Olivier Kissita, dont on avait brièvement parlé dans un précédent papier d’AFKL, fait partie de cette nouvelle génération de réalisateurs pleins d’idées et ultra-débrouillards qui envahissent la toile avec des moyens techniques très limités.
Déambulant sur l’asphalte avec une bande de potes, Olivier Kissita le réalisateur/acteur s’approprie avec toupet le décor urbain en le transformant en fête foraine pour grands enfants, et puise dans cette source d’inspiration incandescente qu’est la réalité pour donner du réalisme à sa caméra.
Ses premiers « releases » ont réussi à se faire une petite place dans l’immense vitrine du web, ou depuis le temps, le quatrième mur (celui du téléspectateur) a explosé en vol (le tsunami Bref n’y est pas pour rien). Jouant habilement (bien que le genre soit devenu mainstream) sur une promiscuité avec le spectateur et une désacralisation des personnages, en narrant la normalité de leur vie, le réal parvient à déclencher l’hilarité du public qui se reconnaît forcément dans les situations énoncées.
Armé d’un sécateur géant, il se plait à décortiquer les petites peurs inhérentes à l’espèce humaine avec une intimité insolente, découpant au passage les chaines de la bienséance et ses tabous.

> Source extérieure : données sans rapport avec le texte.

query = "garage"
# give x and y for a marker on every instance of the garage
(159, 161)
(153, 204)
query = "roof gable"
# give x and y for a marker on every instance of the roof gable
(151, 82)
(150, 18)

La série Nous en vrai est un parfait exemple d’amuse-bouche caustique :
Au-delà de la mise en scène-même, la patte du jeune réalisateur se distingue par l’audace et l’ingéniosité distillée dans les scénarios pour faire passer des messages autrement plus graves, comme le twist de ce lien suivant :
La vidéo suivante nous immerge dans deux visions fantasmées d’un monde tantôt dystopique, tantôt, utopique, avec un abrupt retour à la réalité revêtant la forme d’un spot de pub pro-RATP. Ce procédé vicieux nous interroge d’avantage sur les relations entre voyageurs des grandes villes.
Tournés comme des gros délires potaches que l’on se fait entre potes, on se laisse subtilement embarquer sur le navire sans pour autant piger les nombreuses private jokes disséminées deçà-delà. Mais ça c’était avant…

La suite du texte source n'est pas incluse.